産業分野における生成AI活用には下記の3段階があります。
 【生成AI活用1.0】ChatGPTや、Geminiなどの既存のモデルを活用して業務効率化を行う
先述の全般的なアイデア出しや、議事録の作成、文章の要約、校閲などで活用する形で現在多くの企業が取り組んでいる段階である。この時点でもかなりの時間圧縮や生産性向上につながるものの、この段階で留まってしまうと生成AIによるインパクトや効果を刈り取り切れず、もったいない部分がある。
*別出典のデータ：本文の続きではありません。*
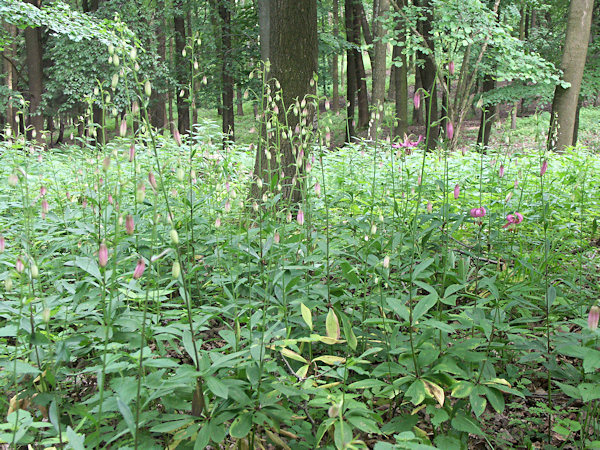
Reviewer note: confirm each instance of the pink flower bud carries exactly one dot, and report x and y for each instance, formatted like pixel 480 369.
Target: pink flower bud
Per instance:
pixel 152 180
pixel 103 255
pixel 139 269
pixel 300 217
pixel 449 130
pixel 131 152
pixel 417 100
pixel 593 318
pixel 19 266
pixel 177 136
pixel 129 224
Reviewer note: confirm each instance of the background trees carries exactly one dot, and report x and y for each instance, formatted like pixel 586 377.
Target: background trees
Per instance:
pixel 470 59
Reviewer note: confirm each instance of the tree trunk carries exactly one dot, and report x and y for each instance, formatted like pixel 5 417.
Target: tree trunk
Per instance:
pixel 335 78
pixel 226 71
pixel 294 57
pixel 350 72
pixel 239 101
pixel 264 23
pixel 427 73
pixel 11 76
pixel 564 105
pixel 33 44
pixel 159 99
pixel 401 94
pixel 361 76
pixel 181 70
pixel 488 114
pixel 379 67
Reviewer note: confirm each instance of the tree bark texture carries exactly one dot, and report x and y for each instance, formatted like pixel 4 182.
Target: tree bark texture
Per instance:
pixel 226 71
pixel 427 72
pixel 294 53
pixel 335 73
pixel 350 71
pixel 379 66
pixel 181 71
pixel 361 77
pixel 33 44
pixel 564 105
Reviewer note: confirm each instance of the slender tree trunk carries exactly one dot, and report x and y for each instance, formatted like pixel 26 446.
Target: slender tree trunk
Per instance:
pixel 159 99
pixel 366 30
pixel 361 76
pixel 350 71
pixel 11 76
pixel 240 101
pixel 182 66
pixel 264 28
pixel 33 44
pixel 417 114
pixel 226 71
pixel 428 75
pixel 294 61
pixel 488 114
pixel 379 67
pixel 335 79
pixel 401 91
pixel 564 105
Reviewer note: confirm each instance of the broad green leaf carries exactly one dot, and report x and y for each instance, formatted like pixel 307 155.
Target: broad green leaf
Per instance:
pixel 241 425
pixel 466 425
pixel 126 413
pixel 306 315
pixel 293 355
pixel 332 325
pixel 217 387
pixel 330 359
pixel 424 305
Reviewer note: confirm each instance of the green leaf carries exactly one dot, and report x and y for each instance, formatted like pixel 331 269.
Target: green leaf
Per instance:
pixel 241 426
pixel 416 392
pixel 126 413
pixel 306 315
pixel 496 399
pixel 217 387
pixel 462 389
pixel 332 325
pixel 466 425
pixel 424 305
 【生成AI活用2.0】自社データ・産業データに基づく専門的な活用を行う(自社内効率化)
自社データ・産業データを学習しファインチューニングやRAGを実施し、より踏み込んだ業務における生成AI活用を通じて自社内での効率化を図る段階である。たとえば、マニュアル・日報などの蓄積データを基にした、社内ノウハウへの早期アクセス、熟練技能者(メンテナンス、設計など)、ハイパフォーマー(営業、オペレーター)のノウハウの体系化、ノウハウ・データに基づく各業務の効率化などが挙げられる。

 【生成AI活用3.0】自社・産業ノウハウ・データを投入した生成AIサービスを外販する
 最後に、自社データ・産業データを学習しファインチューニングやRAGを実施した上で、自社内活用に留まらず、その生成AIサービスをSaaSソリューションとして他社に対しても外販していく段階である。たとえば、共通業務に関して広く横展開する生成AIソリューション「コールセンター顧客対応生成AI」、「人事・シフト計画生成AI」、特定の業務についてノウハウを生かして展開する生成AIソリューション「自動車生産計画生成AI」、「現場改善生成AI」、「溶接作業分析生成AI」などを構築する。

 今後、AIを活用することを前提にして、既存のオペレーションやDXに生成AIを組み替えて、業務を変革することや、ビジネスモデルを変化させていくことが必須になってきます。d-strategy,incでは生成AI時代の企業の経営戦略・オペレーション戦略を支える支援を行います。